If NASA accepts the recommendations, which seems likely, Kepler would get another four years of life. That is a major extension for the exoplanet telescope, which was originally designed for a 3.5-year mission. Kepler has been in orbit for just over three years.

The four-year extension will allow Kepler to observe exoplanets in longer-term orbit. Kepler is the only space telescope currently dedicated to exoplanet research. There are no funded plans for follow-on telescopes, either. NASA has proposed concepts such as Planet Finder in the past, but those concepts remain in limbo due to Congressional inaction. The official lack of interest in Planet Finder seems puzzling, given the public fascination with exoplanet research and the possibility of extraterrestrial life.

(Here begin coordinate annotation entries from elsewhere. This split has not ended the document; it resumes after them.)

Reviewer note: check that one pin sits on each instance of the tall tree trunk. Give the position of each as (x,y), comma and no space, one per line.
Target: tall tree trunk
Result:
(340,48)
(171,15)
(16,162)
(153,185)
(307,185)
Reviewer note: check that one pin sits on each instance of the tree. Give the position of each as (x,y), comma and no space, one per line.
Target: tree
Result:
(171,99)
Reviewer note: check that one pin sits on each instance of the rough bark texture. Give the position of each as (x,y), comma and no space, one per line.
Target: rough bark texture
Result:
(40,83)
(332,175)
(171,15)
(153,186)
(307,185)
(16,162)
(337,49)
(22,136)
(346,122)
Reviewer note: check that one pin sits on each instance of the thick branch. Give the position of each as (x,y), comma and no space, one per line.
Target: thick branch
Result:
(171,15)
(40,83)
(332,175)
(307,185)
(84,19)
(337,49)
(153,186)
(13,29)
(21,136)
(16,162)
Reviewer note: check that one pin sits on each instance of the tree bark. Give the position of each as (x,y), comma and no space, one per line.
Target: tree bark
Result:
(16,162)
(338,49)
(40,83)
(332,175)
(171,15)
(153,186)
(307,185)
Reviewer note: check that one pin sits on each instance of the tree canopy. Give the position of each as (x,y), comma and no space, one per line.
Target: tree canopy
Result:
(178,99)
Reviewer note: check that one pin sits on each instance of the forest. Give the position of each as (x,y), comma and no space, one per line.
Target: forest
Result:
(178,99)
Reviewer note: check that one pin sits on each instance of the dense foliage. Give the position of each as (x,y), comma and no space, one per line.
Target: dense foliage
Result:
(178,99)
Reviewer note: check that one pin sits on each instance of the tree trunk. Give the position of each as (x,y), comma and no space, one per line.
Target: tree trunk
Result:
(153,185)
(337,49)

The Kepler mission extension will be of great to citizen scientists who are helping to analyze Kepler data through the Planet Hunters website. Last September, the Monthly Notices of the Royal Astronomical Society announced that citizen scientists had identified two new exoplanets, a first for citizen science.

The Hubble life extension will also be welcomed by astronomers, although the 22-year-old Hubble can’t last indefinitely without another servicing mission. With the retirement of the Shuttle, NASA has no plans to service Hubble again. Hence, its retirement seems inevitable. New commercial space capsules being developed by companies such as SpaceX and Boeing might be used to reach Hubble, but those capsule’s lack the Shuttle’s large work platform and remote manipulator arm. That would make servicing the Hubble extremely challenging. NASA has given no consideration to such a mission, although it has studied the even more challenging prospect of servicing Hubble’s successor, the James Webb Space Telescope, using the Orion capsule.

If NASA is not interested in servicing Hubble again, perhaps a private foundation might decide to fund such a mission. The cost of a SpaceX servicing mission would be similar to some of the larger donations Foundations have made to astronomy in recent years. If NASA wants to engage in out-of-the-box thinking, perhaps it should offer to rename the Hubble Space Telescope for any private donor that finances its servicing and continued operation.